En un muy flojo partido, Independiente le ganó 1-0 a Defensa y Justicia y se metió en los cuartos de final de la Copa Argentina por primera vez en la historia. Gastón Silva marcó el gol del triunfo en Quilmes.
El equipo de Sebastián Beccacece ganó literalmente sin patear al arco. Metió la única que tuvo en todo el partido, y de la manera menos pensada: de pelota parada. Fue a los 48 minutos del primer tiempo, cuando tras un tiro libre de Domingo Blanco, Silva la peinó para poner el 1-0 que sería definitivo. Eso es todo lo que hizo el Rojo en el partido.
Los once titulares fueron los mismos que habían ganado en Tucumán, pero el funcionamiento fue pésimo de principio a fin. El equipo no logró conectar tres pases seguidos, no atacó, defendió mal y sufrió ante la presión de un Halcón que tampoco brilló. La pronta salida de Alan Franco a los 21′ por una molestia lumbar motivó al DT a desarmar la defensa, correr a Silva como central, retrasar a Juan Sánchez Miño y a Domingo Blanco, y apostar por el pibe Alan Velasco como carta ofensiva.
De milagro Independiente no recibió un gol en la primera mitad, ya que un grosero error de Martín Campaña casi pone en ventaja a Defensa. El arquero le regaló la pelota a Nicolás Fernández y se reivindicó tapando el mano a mano. Después de esa acción llegaría el gol de Independiente, en la única acción de riesgo.

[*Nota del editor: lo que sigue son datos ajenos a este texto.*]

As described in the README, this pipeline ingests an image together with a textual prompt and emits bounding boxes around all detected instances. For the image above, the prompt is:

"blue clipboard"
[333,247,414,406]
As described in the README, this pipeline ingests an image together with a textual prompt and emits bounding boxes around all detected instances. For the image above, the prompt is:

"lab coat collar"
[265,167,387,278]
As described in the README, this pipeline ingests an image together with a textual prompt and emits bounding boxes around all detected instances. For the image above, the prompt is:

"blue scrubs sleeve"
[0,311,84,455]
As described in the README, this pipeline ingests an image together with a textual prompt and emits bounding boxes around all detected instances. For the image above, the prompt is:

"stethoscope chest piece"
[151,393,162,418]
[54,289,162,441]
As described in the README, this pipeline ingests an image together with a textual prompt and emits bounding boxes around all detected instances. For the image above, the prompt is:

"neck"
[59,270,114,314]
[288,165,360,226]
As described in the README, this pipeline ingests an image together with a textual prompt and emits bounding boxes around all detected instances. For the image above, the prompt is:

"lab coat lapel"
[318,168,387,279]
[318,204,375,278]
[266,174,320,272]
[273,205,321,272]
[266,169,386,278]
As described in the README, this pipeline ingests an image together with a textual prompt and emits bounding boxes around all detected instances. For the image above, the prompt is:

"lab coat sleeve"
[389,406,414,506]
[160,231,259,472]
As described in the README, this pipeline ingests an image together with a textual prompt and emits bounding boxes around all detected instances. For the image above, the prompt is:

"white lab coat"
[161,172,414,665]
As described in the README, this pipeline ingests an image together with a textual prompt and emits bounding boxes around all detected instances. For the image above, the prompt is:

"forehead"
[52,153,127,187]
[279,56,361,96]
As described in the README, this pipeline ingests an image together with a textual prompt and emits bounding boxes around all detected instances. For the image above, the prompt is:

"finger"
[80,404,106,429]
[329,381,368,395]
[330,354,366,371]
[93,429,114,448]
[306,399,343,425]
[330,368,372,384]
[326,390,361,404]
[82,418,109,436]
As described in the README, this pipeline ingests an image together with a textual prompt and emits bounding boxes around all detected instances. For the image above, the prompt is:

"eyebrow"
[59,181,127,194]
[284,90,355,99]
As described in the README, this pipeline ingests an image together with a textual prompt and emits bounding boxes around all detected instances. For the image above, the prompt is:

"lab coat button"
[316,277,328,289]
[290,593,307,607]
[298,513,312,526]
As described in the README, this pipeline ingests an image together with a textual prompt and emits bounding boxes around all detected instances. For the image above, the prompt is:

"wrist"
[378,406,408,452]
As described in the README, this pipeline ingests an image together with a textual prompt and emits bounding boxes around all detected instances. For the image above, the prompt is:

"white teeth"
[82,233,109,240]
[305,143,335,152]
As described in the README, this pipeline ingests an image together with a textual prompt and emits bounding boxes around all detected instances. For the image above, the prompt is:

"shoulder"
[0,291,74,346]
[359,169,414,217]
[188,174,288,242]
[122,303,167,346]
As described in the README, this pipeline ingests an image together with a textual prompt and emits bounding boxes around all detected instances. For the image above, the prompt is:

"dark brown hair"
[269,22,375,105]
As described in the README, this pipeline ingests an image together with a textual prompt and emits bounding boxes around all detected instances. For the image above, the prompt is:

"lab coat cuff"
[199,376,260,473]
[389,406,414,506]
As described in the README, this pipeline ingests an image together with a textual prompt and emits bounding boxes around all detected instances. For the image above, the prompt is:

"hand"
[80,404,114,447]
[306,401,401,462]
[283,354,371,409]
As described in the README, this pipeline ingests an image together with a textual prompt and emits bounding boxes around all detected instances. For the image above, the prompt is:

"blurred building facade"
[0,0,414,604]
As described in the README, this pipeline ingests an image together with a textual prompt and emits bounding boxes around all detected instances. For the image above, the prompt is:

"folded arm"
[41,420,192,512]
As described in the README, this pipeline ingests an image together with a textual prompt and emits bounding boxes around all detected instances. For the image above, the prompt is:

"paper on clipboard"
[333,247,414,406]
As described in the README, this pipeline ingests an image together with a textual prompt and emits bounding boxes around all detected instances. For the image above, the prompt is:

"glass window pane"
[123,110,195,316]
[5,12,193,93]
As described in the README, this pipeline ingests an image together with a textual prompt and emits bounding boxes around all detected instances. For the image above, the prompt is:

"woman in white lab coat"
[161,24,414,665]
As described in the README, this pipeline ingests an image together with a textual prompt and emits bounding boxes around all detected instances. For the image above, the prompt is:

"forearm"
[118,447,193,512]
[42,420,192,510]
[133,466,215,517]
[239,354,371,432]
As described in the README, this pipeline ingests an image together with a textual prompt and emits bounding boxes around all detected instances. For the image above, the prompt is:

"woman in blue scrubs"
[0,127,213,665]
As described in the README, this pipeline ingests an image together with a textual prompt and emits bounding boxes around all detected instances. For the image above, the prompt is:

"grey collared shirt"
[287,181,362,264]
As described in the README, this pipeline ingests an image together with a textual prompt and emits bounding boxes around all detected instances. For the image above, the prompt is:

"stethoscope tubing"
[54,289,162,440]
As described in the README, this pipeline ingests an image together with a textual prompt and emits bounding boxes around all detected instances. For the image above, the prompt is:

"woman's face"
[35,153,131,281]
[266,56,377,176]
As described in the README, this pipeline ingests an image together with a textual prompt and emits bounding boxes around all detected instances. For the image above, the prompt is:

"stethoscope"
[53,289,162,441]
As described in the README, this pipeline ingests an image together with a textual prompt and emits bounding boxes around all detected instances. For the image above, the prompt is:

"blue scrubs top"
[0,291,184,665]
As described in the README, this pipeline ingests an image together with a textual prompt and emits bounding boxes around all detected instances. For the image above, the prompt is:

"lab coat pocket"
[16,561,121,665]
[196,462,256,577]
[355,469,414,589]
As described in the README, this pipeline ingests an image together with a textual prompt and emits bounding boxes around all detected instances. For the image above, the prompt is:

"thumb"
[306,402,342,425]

Para el complemento, Beccacece intentó darle movilidad al ataque con el ingreso de Martín Benítez, en reemplazo de Carlos Benavídez. Pero el trámite no cambió. La movilidad siguió siendo nula, el equipo no cruzó la mitad de la cancha, no generó peligro y se dedicó a revolear cada pelota que tenía en su área. Ni siquiera la expulsión de Uvita Fernández a los 31′ le permitió crecer. El resultado no se modificó por la imprecisión de Alexis Castro, Ignacio Aliseda y Fernando Márquez, quienes no estuvieron finos para definir.
Con mucha vergüenza y dejando mucho que desear, el Rojo se aferró al triunfo y pasó de ronda. La gente, muy disconforme, despidió al equipo con silbidos. Siempre es mejor trabajar con la tranquilidad del triunfo, pero está claro que hay muchísimo para mejorar. Por ahora, lo único que se ve es una involución constante en el juego, y la propuesta no invita a ilusionarse.